The nomenclature for foods that are lower than usual in calories and/or fat has been changing. But is that because the food industry is following consumers’ desires – or shaping them?
That’s one of the questions addressed in a fascinating article in Bon Appétit by Alex Beggs. It’s a long piece and I can’t do it justice in a blog post, but I’d like to concentrate on one aspect: the transition from “diet” to “wellness” as a marketing strategy.
Beggs lays out how in the 1980s, government and other authorities started warning about the harmfulness of fat, cholesterol, sugar and salt. Diet foods suddenly swamped the supermarkets. Diet Coke, Tab, Lean Cuisine, Weight Watchers and similar products appeared, all catering to the massive insecurities raised by fat phobia; according to a 1983 poll by Glamour cited by Beggs, 76% – seventy-six percent – of the women who responded said they were “too fat.”
Then a shift came around. Beggs identifies one bellwether event as the introduction of Healthy Choice frozen meals by ConAgra Foods (as it was then called). She writes: “Healthy Choice stood out because it wasn’t marketed as a weight-loss solution the way Weight Watchers’ frozen dinners were. The focus was on ‘healthy.’”

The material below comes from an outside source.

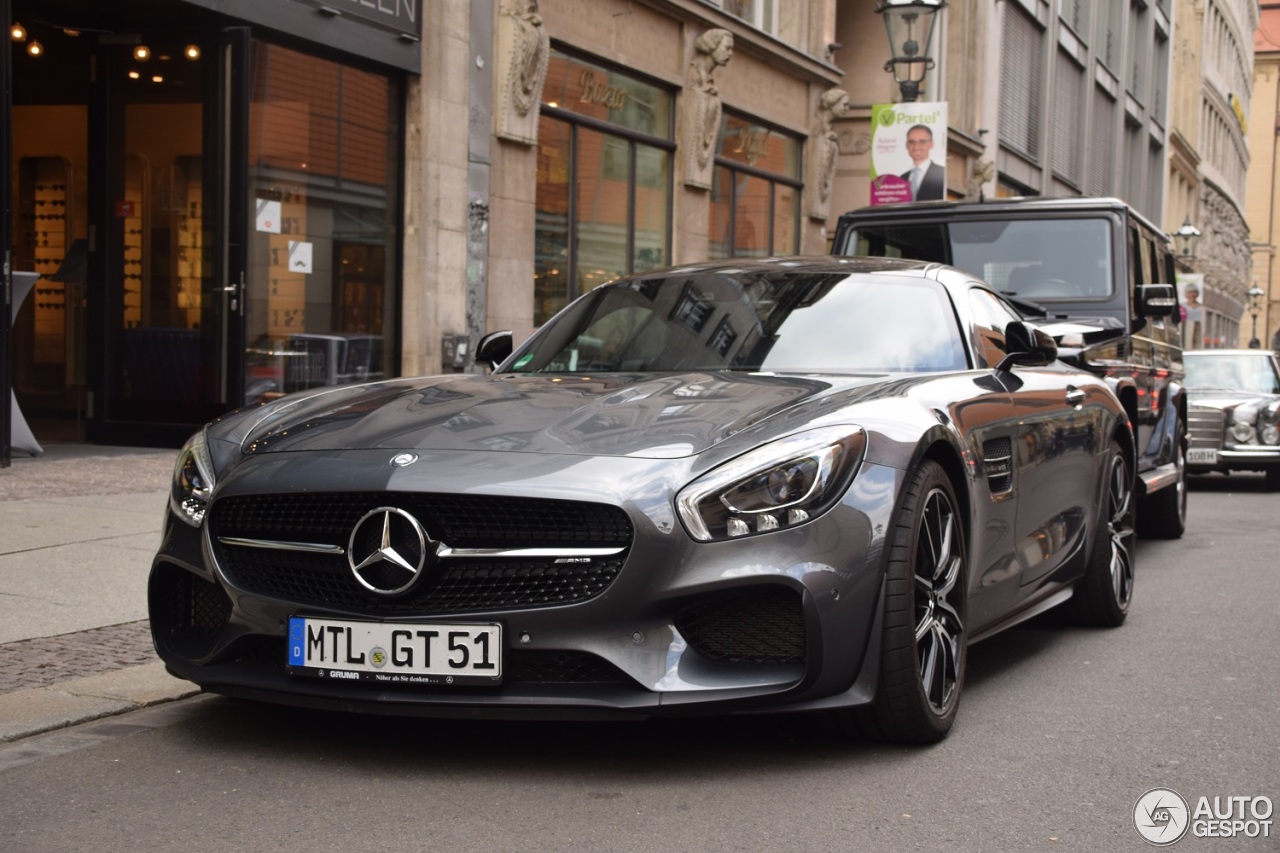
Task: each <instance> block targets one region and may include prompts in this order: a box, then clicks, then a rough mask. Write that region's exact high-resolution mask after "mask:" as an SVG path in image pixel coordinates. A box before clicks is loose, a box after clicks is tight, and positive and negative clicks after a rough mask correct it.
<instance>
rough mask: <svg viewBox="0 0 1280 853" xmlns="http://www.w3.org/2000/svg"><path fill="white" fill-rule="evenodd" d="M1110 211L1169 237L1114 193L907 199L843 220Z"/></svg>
mask: <svg viewBox="0 0 1280 853" xmlns="http://www.w3.org/2000/svg"><path fill="white" fill-rule="evenodd" d="M1089 211H1107V213H1119V214H1124V215H1128V216H1132V218H1134V219H1135V220H1138V222H1140V223H1143V224H1144V225H1147V227H1148V228H1151V229H1153V231H1156V232H1157V233H1160V234H1164V236H1165V237H1166V238H1167V237H1169V236H1167V234H1166V233H1165V229H1164V228H1161V227H1160V225H1157V224H1155V223H1153V222H1151V220H1149V219H1147V218H1146V216H1144V215H1142V214H1140V213H1138V211H1137V210H1134V209H1133V207H1132V206H1129V204H1128V202H1125V201H1124V200H1123V199H1114V197H1110V196H1098V197H1083V196H1069V197H1061V199H1059V197H1047V196H1010V197H1006V199H995V200H992V201H986V200H983V201H906V202H901V204H892V205H873V206H867V207H859V209H858V210H850V211H849V213H845V214H842V215H841V219H846V218H849V219H876V218H878V216H883V218H893V216H901V215H904V214H909V215H913V216H914V215H919V216H933V215H947V216H989V215H1001V214H1010V213H1016V214H1047V213H1089Z"/></svg>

Beggs goes on to argue, convincingly, that “health and wellness” has dethroned “diet” as the term of choice for marketing to consumers who are concerned about their weight. But it’s really the same wine in another bottle – or (almost) the same diet soda marketed as Coke Zero instead of Diet Coke. She refers to “Anti-Diet,” a book by a dietitian named Christy Harrison: “In her book, Harrison writes about how the wellness industry seems to be selling overall health, but it can’t exist without making you fear being unhealthy, which most Americans still associate with fatness.”
To me, the transition from “diet” to “wellness” had always seemed like a natural one. Healthy eating is something that should be practiced year around, not just when you’re “dieting.”
But Beggs’ article gave me something to think about. Yes, it’s healthier for the consumer to seek good nutrition as the norm. But that approach also opens the door for “healthy” or “better-for-you” processed foods to be consumed year-around, instead of during diets.
That’s just good marketing, I suppose. But there’s something slightly sinister about it. It amounts to an acknowledgement that our collective anxiety about our health and, especially, appearance will never really go away. It must be constantly kept at bay by foods that we once associated with periods of self-deprivation, which isn’t a very cheery prospect.
As Beggs eloquently writes:
Food companies are responding to the demands of the marketplace, and those demands reflect all of our inner demons: body insecurity, food guilt, wanting to be a “better” person, a willingness to trade off flavor for perceived nutrition, never-ending confusion over what “healthy” even means, feelings of utter lack of control in a chaotic world, fear of death. So we end up volleying these anxieties back and forth at each other from behind the frosted freezer doors.